Галерейщик снова стоял у двери, дружеским жестом полуобнимая за талию персонажа настолько странного и нелепого, что рука невольно потянулась за «стечкиным».
Это был огромный, грузный, заросший седой щетиной человек с отвисшими щеками, которые чуть не лежали на воротнике рубахи. То была именно рубаха — кошмарное изделие из грубого серого полотна, навыпуск, изрисованное какими-то рисунками и надписями и заляпанное свежей грязью. Из расстёгнутого ворота торчали клоки сивых волос, ниже выкатывался горб пуза. Ниже можно было разглядеть ноги в чём-то вроде штанов (Власову вспомнилось слово «порты», встреченное в каком-то словаре), заправленных в армейские ботинки умопомрачительного размера.
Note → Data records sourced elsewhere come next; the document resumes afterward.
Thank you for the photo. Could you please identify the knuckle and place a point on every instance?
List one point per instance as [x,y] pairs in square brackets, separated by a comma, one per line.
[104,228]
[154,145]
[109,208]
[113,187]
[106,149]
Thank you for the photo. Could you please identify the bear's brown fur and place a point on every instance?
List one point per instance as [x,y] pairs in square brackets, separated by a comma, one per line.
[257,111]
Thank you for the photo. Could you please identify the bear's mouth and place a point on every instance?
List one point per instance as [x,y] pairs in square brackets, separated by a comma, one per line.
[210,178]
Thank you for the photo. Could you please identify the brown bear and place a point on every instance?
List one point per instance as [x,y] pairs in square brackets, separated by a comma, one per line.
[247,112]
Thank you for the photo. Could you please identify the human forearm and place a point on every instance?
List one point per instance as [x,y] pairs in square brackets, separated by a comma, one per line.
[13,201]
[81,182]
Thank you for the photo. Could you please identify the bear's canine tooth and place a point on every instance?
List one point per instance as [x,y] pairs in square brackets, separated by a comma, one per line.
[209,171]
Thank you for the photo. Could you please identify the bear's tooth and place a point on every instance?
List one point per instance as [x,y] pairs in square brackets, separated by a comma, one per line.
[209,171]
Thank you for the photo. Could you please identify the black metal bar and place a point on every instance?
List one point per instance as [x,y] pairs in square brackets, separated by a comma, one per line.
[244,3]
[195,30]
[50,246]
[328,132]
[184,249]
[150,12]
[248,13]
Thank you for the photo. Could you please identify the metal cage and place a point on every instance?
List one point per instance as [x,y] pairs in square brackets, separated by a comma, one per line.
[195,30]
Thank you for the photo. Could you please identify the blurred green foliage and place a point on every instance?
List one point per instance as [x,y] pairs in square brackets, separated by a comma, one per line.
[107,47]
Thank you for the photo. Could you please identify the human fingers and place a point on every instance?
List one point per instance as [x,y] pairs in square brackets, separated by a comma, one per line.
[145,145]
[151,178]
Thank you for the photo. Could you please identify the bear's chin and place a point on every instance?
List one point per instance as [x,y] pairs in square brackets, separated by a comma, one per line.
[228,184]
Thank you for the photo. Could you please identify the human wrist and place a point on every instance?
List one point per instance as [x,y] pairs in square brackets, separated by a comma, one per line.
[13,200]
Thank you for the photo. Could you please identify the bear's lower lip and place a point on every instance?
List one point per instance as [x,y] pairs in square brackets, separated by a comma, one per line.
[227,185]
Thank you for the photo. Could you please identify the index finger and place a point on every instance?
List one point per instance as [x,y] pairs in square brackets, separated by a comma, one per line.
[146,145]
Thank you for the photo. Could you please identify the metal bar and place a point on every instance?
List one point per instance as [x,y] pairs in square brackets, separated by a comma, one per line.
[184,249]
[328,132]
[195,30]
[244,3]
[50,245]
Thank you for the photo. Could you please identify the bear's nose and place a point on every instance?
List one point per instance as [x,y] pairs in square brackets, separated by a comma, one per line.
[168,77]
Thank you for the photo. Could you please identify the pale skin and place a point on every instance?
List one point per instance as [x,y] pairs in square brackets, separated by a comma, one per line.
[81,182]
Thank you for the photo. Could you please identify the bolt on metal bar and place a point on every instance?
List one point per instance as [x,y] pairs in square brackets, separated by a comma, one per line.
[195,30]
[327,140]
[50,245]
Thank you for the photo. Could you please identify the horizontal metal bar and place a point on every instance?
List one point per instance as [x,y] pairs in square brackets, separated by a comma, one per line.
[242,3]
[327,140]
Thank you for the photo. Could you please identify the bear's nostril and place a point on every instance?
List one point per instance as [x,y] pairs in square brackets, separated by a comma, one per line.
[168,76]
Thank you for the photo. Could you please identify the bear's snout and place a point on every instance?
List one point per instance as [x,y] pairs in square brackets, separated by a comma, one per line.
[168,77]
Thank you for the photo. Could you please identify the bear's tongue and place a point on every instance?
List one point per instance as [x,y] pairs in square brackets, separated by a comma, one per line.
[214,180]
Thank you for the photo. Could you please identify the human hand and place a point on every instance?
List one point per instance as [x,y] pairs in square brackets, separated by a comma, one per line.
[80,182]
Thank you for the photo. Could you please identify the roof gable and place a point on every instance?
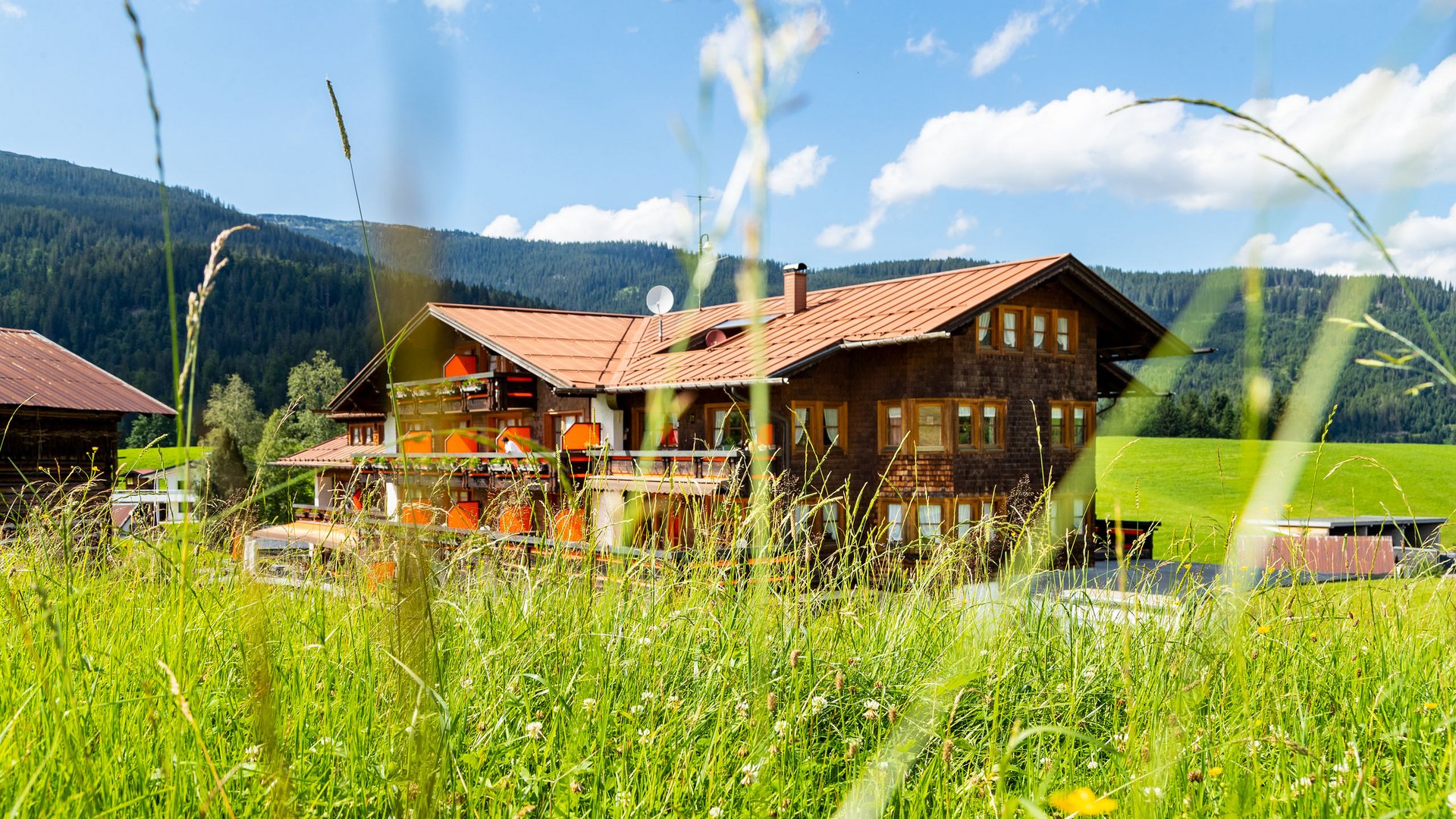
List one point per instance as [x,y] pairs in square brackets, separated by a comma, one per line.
[39,373]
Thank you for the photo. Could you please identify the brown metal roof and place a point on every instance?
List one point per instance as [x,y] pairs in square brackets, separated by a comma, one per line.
[618,352]
[334,452]
[39,373]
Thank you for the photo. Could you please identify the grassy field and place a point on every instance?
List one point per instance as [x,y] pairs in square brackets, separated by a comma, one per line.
[158,457]
[126,691]
[1197,485]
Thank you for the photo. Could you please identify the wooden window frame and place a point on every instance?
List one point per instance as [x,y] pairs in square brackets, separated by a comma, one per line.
[672,436]
[1049,337]
[711,425]
[915,431]
[1021,328]
[1072,333]
[814,428]
[883,416]
[1060,438]
[1001,425]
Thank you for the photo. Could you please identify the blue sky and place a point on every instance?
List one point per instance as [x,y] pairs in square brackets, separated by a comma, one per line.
[915,127]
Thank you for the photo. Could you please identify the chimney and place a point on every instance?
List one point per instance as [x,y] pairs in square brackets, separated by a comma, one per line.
[795,287]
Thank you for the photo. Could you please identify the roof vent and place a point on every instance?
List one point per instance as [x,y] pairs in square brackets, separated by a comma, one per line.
[795,287]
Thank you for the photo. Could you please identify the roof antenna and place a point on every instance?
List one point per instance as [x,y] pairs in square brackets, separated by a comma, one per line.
[658,300]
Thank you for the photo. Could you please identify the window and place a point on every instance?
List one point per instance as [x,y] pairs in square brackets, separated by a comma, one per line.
[1041,331]
[896,519]
[965,518]
[1066,335]
[892,426]
[816,426]
[1079,425]
[992,435]
[965,425]
[666,441]
[1011,328]
[928,518]
[563,422]
[730,426]
[832,417]
[929,426]
[802,431]
[830,513]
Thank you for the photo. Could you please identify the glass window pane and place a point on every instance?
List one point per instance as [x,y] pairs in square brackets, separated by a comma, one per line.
[830,426]
[896,516]
[928,515]
[929,423]
[965,425]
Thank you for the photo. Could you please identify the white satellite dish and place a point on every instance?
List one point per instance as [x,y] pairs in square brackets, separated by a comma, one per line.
[658,299]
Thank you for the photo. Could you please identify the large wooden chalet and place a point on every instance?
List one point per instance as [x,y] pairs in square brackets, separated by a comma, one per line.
[58,419]
[915,401]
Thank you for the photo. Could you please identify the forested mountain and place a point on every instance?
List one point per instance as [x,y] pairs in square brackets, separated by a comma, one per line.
[82,262]
[613,276]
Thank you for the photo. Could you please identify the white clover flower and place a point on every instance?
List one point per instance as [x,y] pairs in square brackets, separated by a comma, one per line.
[750,774]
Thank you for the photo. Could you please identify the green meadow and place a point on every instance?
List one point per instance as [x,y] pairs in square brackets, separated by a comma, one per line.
[1197,485]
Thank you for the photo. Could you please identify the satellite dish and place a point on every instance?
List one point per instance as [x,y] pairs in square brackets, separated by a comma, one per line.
[658,299]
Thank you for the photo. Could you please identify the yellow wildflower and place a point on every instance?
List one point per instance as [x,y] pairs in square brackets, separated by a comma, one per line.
[1082,802]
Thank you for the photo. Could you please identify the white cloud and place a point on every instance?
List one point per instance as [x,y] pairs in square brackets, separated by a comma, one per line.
[852,237]
[504,226]
[1382,130]
[995,52]
[960,223]
[1420,245]
[928,46]
[960,251]
[801,169]
[658,219]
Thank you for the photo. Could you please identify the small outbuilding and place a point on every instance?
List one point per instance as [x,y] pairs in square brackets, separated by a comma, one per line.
[58,417]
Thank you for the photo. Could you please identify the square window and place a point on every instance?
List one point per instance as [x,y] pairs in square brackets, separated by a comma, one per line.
[984,331]
[965,425]
[1011,330]
[832,419]
[990,426]
[1063,333]
[1040,333]
[930,426]
[894,426]
[928,518]
[896,521]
В руке он держал бутылку — судя по всему, водочную. Та буквально тонула в широченной пясти, тоже грязной: Власову с его места была видна въевшаяся чернота под ногтями незнакомца.
Фридриха передёрнуло от омерзения.
— Прошу внимания! — Гельман забежал с другой стороны, снова приобнял вошедшего. — Лучший русский поэт современности! Валериан Рукосыло-Пермский! Сегодня специально... в честь нашего вечера... творческий блиц!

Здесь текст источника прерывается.